One of the ways to do it is to drive this through your CI/CD systems. Once your parent image is built, have something that scans your git repos for images using that parent. If found, you'd then send a pull request to bump to new versions of the image. The pull request, if all tests pass, would be merged and you'd have a new child image based on updated parent. An example of a tool that takes this approach can be found here: https://engineering.salesforce.com/open-sourcing-dockerfile-image-update-6400121c1a75 .

If you don't control your parent image, as would be the case if you are depending on the official ubuntu image, you can write some tooling that detects changes in the parent image tag or checksum(not the same thing, tags are mutable) and invoke children image builds accordingly.


I had the same issue and thought it can be simply solved by a cron job calling unattended-upgrade daily.

My intention is to have this as an automatic and quick solution to ensure that production container is secure and updated because it can take me sometime to update my images and deploy a new docker image with the latest security updates.

It is also possible to automate the image build and deployment with Github hooks

I've created a basic docker image with that automatically checks and installs security updates daily (can run directly by docker run itech/docker-unattended-upgrade ).

I also came across another different approach to check if the container needs an update.

My complete implementation:

Dockerfile

FROM ubuntu:14.04   

RUN apt-get update \
&& apt-get install -y supervisor unattended-upgrades \
&& rm -rf /var/lib/apt/lists/*

COPY install /install
RUN chmod 755 install
RUN /install

COPY start /start
RUN chmod 755 /start

Helper scripts

install

#!/bin/bash
set -e

cat > /etc/supervisor/conf.d/cron.conf <<EOF
[program:cron]
priority=20
directory=/tmp
command=/usr/sbin/cron -f
user=root
autostart=true
autorestart=true
stdout_logfile=/var/log/supervisor/%(program_name)s.log
stderr_logfile=/var/log/supervisor/%(program_name)s.log
EOF

rm -rf /var/lib/apt/lists/*

ENTRYPOINT ["/start"]

start

#!/bin/bash

set -e

echo "Adding crontab for unattended-upgrade ..."
echo "0 0 * * * root /usr/bin/unattended-upgrade" >> /etc/crontab

# can also use @daily syntax or use /etc/cron.daily

echo "Starting supervisord ..."
exec /usr/bin/supervisord -n -c /etc/supervisor/supervisord.conf

Edit

I developed a small tool docker-run that runs as docker container and can be used to update packages inside all or selected running containers, it can also be used to run any arbitrary commands.

Can be easily tested with the following command:

docker run --rm -v /var/run/docker.sock:/tmp/docker.sock itech/docker-run exec

which by default will execute date command in all running containers and display the results.
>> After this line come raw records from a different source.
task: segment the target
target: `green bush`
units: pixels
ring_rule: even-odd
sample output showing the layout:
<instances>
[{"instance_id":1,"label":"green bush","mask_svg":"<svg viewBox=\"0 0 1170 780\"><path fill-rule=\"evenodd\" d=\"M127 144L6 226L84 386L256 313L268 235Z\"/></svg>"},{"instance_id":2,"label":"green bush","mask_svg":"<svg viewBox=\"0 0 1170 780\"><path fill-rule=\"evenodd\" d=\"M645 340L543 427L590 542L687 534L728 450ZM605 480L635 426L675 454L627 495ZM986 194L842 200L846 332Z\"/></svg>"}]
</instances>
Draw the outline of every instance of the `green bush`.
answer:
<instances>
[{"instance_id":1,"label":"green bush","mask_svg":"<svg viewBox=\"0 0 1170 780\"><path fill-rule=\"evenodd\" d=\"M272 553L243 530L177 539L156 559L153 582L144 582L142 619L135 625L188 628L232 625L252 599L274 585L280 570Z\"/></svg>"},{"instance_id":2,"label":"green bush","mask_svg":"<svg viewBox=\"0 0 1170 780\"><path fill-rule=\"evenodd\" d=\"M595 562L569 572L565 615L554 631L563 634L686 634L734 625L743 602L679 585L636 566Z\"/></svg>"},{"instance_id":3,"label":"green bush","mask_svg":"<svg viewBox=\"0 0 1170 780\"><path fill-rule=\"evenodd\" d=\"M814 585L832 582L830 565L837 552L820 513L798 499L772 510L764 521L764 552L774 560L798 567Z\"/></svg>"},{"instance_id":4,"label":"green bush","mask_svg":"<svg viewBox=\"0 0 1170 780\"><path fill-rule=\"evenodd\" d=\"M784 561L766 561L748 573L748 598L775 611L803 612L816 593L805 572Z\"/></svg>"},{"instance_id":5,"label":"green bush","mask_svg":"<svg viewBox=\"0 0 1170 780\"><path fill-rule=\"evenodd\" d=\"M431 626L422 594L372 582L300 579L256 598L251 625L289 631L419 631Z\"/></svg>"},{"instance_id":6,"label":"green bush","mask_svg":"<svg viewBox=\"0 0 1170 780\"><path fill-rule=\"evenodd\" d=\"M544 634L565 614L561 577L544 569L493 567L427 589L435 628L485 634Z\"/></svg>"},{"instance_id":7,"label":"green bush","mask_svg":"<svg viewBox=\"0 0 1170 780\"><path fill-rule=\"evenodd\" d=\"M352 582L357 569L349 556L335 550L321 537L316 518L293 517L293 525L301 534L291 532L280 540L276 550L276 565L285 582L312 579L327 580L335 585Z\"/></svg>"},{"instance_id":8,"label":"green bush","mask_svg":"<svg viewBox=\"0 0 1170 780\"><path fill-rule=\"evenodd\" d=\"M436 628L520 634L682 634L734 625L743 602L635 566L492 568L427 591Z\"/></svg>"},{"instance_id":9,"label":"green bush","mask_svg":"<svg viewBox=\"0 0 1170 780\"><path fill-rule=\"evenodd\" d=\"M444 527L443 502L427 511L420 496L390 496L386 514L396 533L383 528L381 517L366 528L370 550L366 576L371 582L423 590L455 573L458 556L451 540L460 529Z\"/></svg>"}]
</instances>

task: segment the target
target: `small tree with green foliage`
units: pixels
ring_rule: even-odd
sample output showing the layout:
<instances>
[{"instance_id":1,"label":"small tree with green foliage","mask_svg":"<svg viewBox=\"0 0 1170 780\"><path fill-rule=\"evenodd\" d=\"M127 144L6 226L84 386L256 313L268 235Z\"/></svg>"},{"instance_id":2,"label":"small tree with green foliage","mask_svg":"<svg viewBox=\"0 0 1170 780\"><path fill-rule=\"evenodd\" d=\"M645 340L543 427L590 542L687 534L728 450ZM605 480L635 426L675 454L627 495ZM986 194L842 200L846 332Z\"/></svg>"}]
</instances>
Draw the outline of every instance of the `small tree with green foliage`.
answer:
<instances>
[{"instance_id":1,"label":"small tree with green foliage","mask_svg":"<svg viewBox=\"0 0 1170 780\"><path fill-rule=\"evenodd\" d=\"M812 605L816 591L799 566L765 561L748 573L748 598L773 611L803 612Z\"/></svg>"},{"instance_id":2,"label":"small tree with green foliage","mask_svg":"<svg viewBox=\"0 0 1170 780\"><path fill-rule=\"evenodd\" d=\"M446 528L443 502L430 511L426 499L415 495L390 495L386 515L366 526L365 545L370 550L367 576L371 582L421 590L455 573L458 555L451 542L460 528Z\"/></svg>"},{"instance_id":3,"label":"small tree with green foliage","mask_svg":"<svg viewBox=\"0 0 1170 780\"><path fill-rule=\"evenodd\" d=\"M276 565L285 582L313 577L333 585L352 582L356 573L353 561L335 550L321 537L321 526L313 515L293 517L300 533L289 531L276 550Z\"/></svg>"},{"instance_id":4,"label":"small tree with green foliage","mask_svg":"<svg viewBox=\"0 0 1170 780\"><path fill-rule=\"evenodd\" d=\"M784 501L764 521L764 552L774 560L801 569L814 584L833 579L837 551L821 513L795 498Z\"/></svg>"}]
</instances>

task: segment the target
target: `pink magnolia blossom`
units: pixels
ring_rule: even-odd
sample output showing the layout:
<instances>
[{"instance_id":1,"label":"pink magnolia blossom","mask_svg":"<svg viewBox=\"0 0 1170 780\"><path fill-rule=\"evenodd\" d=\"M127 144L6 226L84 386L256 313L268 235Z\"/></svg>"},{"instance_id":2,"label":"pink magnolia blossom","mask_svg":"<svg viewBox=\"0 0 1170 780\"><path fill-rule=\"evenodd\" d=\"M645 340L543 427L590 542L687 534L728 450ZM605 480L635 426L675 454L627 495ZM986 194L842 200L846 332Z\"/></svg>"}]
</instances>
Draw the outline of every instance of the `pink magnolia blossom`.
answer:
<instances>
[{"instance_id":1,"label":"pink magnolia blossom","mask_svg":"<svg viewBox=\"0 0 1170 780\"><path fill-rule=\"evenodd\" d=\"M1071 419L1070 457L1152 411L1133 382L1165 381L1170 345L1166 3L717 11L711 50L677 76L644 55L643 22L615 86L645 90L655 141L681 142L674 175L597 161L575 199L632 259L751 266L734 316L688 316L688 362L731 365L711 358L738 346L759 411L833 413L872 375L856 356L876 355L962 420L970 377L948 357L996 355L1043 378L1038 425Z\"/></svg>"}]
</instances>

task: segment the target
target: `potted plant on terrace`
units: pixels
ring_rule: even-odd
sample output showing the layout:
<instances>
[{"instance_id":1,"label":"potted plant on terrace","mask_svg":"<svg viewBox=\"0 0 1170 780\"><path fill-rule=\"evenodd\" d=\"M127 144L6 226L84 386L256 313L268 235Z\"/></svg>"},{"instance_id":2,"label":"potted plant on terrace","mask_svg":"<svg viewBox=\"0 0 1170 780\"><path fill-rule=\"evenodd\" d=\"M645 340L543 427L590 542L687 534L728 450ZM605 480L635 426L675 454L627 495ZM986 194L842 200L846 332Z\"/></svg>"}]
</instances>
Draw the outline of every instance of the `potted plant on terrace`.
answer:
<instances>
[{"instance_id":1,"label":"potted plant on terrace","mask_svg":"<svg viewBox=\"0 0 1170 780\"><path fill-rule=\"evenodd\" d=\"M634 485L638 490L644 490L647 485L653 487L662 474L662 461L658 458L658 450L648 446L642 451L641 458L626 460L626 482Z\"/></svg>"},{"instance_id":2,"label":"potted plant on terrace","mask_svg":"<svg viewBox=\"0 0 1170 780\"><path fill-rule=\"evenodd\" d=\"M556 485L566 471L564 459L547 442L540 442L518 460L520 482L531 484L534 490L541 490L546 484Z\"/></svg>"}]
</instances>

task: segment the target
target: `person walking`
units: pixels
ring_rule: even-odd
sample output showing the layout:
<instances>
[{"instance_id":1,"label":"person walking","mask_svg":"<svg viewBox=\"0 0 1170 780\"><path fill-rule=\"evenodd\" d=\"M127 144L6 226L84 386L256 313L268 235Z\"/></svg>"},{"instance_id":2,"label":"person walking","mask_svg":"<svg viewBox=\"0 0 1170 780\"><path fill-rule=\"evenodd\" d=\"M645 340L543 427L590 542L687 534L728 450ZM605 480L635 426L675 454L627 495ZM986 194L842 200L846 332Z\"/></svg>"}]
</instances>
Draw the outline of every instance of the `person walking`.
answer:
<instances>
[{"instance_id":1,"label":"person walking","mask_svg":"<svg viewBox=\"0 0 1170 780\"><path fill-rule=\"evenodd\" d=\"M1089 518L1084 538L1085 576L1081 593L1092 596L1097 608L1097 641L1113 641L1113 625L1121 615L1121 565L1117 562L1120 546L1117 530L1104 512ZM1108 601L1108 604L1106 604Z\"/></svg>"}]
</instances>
If you pass update instead of exec it will execute apt-get update followed by apt-get upgrade -y in all running containers


You would not know your container is behind without running docker pull. Then you'd need to rebuild or recompose your image.

docker pull image:tag
docker-compose -f docker-compose.yml -f production.yml up -d --build

The commands can be put in a script along with anything else necessary to complete the upgrade, although a proper container would not need anything additional.